A computer does not see a picture in the way we humans do. Quite frankly, it doesn’t really ‘see’ the picture at all! For your computer, your profile pic is simple a collection of pixels, the tiniest parts of an image. If you zoom in real close, you should be able to see them in any image: small squares, consisting of only a single colour. To a computer a colour isn’t a colour in the way we perceive colours. To a computer, a colour consists of three numbers: one value for the amount of red, one for the amount of green, and one for the amount of blue. In our case, these numbers range from 0 to 255, where 0 means ‘none of this colour at all, please’ and 255 means ‘maximal colour!’. To give you some examples: (0,0,0) is black (no colour for all) and (255,255,255) is white (maximal colour for all). By now, you might be able to guess what the brightest red is to a computer: (255,0,0).
Now you know how a computer reads out the webcam’s images, it’s time to return to pupil detection. As I mentioned before, you can select a single threshold value for what my software must consider ‘dark’ (and therefore potentially the pupil!). My software then looks at every single pixel in the image, and checks if any of the values for red, green and blue are below that threshold. Only if ALL the values for that pixel are below the threshold value, that pixels is considered ‘dark’. In the movies below, you can see a blue-black screen, where all the dark parts of the webcam’s video stream are black and all other pixels are blue. As you can see: the pupil is one of the darkest parts in the video stream. In essence, this is what we want. But what about all other dark parts of the images? We don’t want the software to mistake my eyebrows for my pupil!
The easiest way to prevent incorrect pupil detection, is by specifying where in each image my software is allowed to look. Basically, it needs to know where the pupil is, and how big the area around the pupil is in which it can look for the pupil. The easiest way to achieve this, is by directly telling my software where your pupil is. If you’re thinking “Wait, hang on Mr. Genius. Your software is supposed to tell me where the pupil is, not the other way around!”, you might have a point. Luckily, you will only have to tell my software where your pupil is once. After that, it’s perfectly capable of telling you where your pupil is. Alternatively, I could try to write some sophisticated face detection algorithm, that finds your face in an image, and then knows where to look for your pupil. This, however, has the disadvantage that an entire face would have to be present in the image, which is not necessarily the case (see the videos under First steps and Progress). On top of this, even the world’s best programmer wouldn’t be able to write face detection software that surpassed your ability to recognize an eye in an image, because you’re just so darn good at it! Therefore, I chose to let you tell the software where your pupil is, by clicking on it with the mouse.

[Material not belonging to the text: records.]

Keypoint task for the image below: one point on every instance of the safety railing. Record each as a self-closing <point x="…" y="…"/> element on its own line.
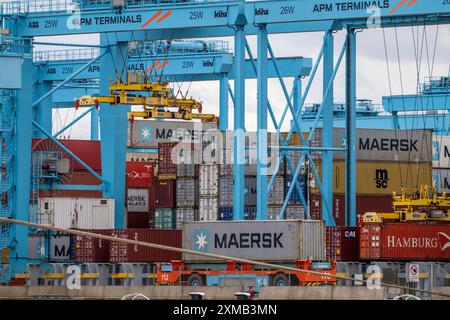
<point x="39" y="6"/>
<point x="14" y="46"/>
<point x="65" y="55"/>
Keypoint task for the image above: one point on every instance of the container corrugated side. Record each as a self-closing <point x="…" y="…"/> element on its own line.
<point x="287" y="240"/>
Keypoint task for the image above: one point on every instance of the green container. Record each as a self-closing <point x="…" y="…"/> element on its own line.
<point x="165" y="218"/>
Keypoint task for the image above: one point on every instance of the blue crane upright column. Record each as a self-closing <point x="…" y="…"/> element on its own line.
<point x="113" y="127"/>
<point x="327" y="131"/>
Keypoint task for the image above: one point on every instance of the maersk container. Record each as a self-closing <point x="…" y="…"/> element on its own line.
<point x="208" y="209"/>
<point x="187" y="192"/>
<point x="226" y="191"/>
<point x="270" y="241"/>
<point x="185" y="215"/>
<point x="148" y="133"/>
<point x="77" y="213"/>
<point x="384" y="145"/>
<point x="209" y="181"/>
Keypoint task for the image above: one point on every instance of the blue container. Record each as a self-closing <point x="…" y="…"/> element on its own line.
<point x="295" y="198"/>
<point x="249" y="213"/>
<point x="226" y="213"/>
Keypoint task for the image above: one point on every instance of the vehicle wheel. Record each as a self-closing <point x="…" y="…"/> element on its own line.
<point x="280" y="280"/>
<point x="195" y="280"/>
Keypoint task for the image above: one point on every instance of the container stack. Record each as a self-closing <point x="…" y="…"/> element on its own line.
<point x="386" y="161"/>
<point x="140" y="194"/>
<point x="208" y="192"/>
<point x="165" y="188"/>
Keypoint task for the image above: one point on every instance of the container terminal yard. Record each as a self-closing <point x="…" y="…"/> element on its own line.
<point x="168" y="199"/>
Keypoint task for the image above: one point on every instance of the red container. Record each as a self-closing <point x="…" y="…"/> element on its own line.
<point x="139" y="174"/>
<point x="138" y="220"/>
<point x="342" y="243"/>
<point x="165" y="162"/>
<point x="89" y="249"/>
<point x="120" y="252"/>
<point x="415" y="241"/>
<point x="363" y="204"/>
<point x="165" y="193"/>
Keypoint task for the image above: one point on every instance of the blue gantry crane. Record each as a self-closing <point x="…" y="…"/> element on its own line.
<point x="119" y="22"/>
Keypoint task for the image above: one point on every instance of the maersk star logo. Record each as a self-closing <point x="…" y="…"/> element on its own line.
<point x="201" y="241"/>
<point x="145" y="134"/>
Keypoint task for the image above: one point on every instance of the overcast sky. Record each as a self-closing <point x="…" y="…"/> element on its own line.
<point x="423" y="52"/>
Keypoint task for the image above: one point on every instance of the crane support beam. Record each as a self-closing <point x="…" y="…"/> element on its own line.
<point x="213" y="19"/>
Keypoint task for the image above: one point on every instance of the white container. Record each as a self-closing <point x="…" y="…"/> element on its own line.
<point x="209" y="181"/>
<point x="77" y="213"/>
<point x="208" y="209"/>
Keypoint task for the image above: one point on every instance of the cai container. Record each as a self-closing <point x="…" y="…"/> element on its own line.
<point x="276" y="241"/>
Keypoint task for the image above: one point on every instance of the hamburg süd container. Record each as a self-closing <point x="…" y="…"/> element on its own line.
<point x="148" y="133"/>
<point x="165" y="193"/>
<point x="185" y="215"/>
<point x="208" y="208"/>
<point x="209" y="180"/>
<point x="77" y="213"/>
<point x="384" y="145"/>
<point x="138" y="200"/>
<point x="187" y="192"/>
<point x="342" y="243"/>
<point x="165" y="218"/>
<point x="277" y="241"/>
<point x="122" y="252"/>
<point x="139" y="174"/>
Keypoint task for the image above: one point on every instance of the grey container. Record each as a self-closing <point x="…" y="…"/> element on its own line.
<point x="271" y="241"/>
<point x="209" y="180"/>
<point x="384" y="145"/>
<point x="187" y="170"/>
<point x="208" y="209"/>
<point x="148" y="133"/>
<point x="276" y="194"/>
<point x="226" y="191"/>
<point x="187" y="192"/>
<point x="185" y="215"/>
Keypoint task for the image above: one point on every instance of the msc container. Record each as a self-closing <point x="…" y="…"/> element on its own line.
<point x="225" y="213"/>
<point x="295" y="197"/>
<point x="148" y="133"/>
<point x="441" y="179"/>
<point x="226" y="191"/>
<point x="139" y="174"/>
<point x="209" y="180"/>
<point x="138" y="220"/>
<point x="249" y="212"/>
<point x="381" y="178"/>
<point x="165" y="193"/>
<point x="363" y="204"/>
<point x="187" y="192"/>
<point x="208" y="209"/>
<point x="90" y="249"/>
<point x="276" y="194"/>
<point x="165" y="218"/>
<point x="278" y="241"/>
<point x="185" y="215"/>
<point x="77" y="213"/>
<point x="415" y="241"/>
<point x="166" y="163"/>
<point x="441" y="151"/>
<point x="384" y="145"/>
<point x="138" y="200"/>
<point x="342" y="243"/>
<point x="123" y="252"/>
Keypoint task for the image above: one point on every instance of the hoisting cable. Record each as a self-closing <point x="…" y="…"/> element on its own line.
<point x="209" y="255"/>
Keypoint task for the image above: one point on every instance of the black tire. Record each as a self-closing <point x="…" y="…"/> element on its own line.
<point x="195" y="280"/>
<point x="280" y="280"/>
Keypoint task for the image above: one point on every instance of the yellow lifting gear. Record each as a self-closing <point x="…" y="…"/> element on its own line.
<point x="159" y="98"/>
<point x="422" y="205"/>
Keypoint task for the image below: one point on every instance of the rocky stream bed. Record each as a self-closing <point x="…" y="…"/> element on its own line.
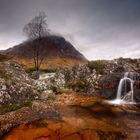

After indicating the pupil location, you can increase or reduce the size of the ‘pupil bounding rect’, the enclosure outside of which my software ignores everything. You can set its limits to anything (and you can even deactivate it), but I’d recommend a bounding rect that encloses the entire eye, and maybe even a bit around it. The larger the bounding rect, the higher the risk of false pupil detection, but the smaller the bounding rect, the higher the risk of losing pupil detection if you move too fast. After setting the rect, you can test if your settings are good by moving and gazing around a bit, and you can adjust the threshold if needed (or go back to any earlier step). Please see the videos above for some nice demo’s!